A nagging habit puts San Antonio's trip to Finals on hold as Dallas overcomes 19-point deficit to survive, 103-91.

May 28, 2003|Mark Heisler | Times Staff Writer

SAN ANTONIO — A funny thing happened on the way to vacation.

The San Antonio Spurs were supposed to be starting an eight-day vacation before next week's start of the NBA Finals but that was before the plucky little Dallas Mavericks, still without star forward Dirk Nowitzki, rallied from 19 points down, dropped a 29-10 fourth quarter on the Spurs and stunned them, 103-91, Tuesday night in the Western Conference finals.

The Spurs still lead the best-of-seven series, 3-2, but they're going back to Dallas for Game 6 on Thursday, when Nowitzki's sprained knee may be ready.

"I really feel like the luckiest guy in the world tonight," said Maverick Coach Don Nelson. "We just hung around and hung around and hung around.

"And wouldn't you know it, in the fourth quarter, they went a little cold and we went a little hot."

The Mavericks went a little hot and the Spurs choked, missing their first eight shots in the fourth quarter and 12 of their first 13 as the Mavericks drew close, then blew by.

Nor was this their first gag job of the postseason. The Spurs have one bona fide scorer, Tim Duncan, and a lot of young players. When opposing teams take Duncan away, as the Mavericks did Tuesday, packing their four-guard lineup back in a zone, it's up to the young guys to sink or swim.

Glub, glub, glub.

"Everybody says you have to be there and you have experience and this, that and the other," said the smoldering Spurs' coach, Gregg Popovich. "But I think if you have half a brain you realize how important a game that was. It doesn't matter if you've been there before or not ...

"We did not shoot the ball well. That's OK. But you still have to make stops. That's who we are ... I saw blue [Dallas] shirts on the floor. I saw people in blue shirts ripping rebounds from people in white shirts. They [Dallas] deserved it. They wanted it more and they got it so my hat's off to 'em."

So what began as an interesting series, with the Mavericks coming from 18 points down to win the opener, and turned into a walkover with the Spurs winning Games 2, 3 and 4 as Nowitzki went out, is once more an interesting series.

As has been the case since Nowitzki went out, his availability dominates all discussion and so it did before Tuesday's game, when Nelson reported he had regressed.

Nowitzki asked Nelson to let him play in Game 4 but the coach held him out. It didn't even come up before Game 5.

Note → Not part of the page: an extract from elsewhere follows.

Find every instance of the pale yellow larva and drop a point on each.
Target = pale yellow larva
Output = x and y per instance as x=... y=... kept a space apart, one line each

Meanwhile, Popovich, who was once Nelson's assistant, kept predicting Nowitzki would play.

Nevertheless, Nelson had to send out one of his patented little lineups Tuesday, which got even smaller as his one remaining big man, 6-foot-11 Raef LaFrentz, got into foul trouble and played only 24 minutes.

Small is one thing but for the Mavericks, who play little or no defense, cold is fatal and as their shots clanged away in the first half, and the Spurs moved, seemingly inexorably, into a 48-29 lead with 6:50 left in the first half.

However, late in the half, the Spurs got sloppy and the Mavericks drew within 11 points. After that, it was all about stops and poise and the Spurs ran short on both.

Duncan, asked if he could feel his teammates tightening up, acknowledged he could.

"Yeah, a little bit," Duncan said. "I think everybody does. You miss a couple shots, somebody comes back, you try and make it up in a hurry. We've done a pretty good job of trying to get away from it [blowing leads], playing one possession at a time but they just made shots in a row."

Someone asked Popovich about the mood in his dressing room afterward.

"I'll just let you go ahead and guess," he said.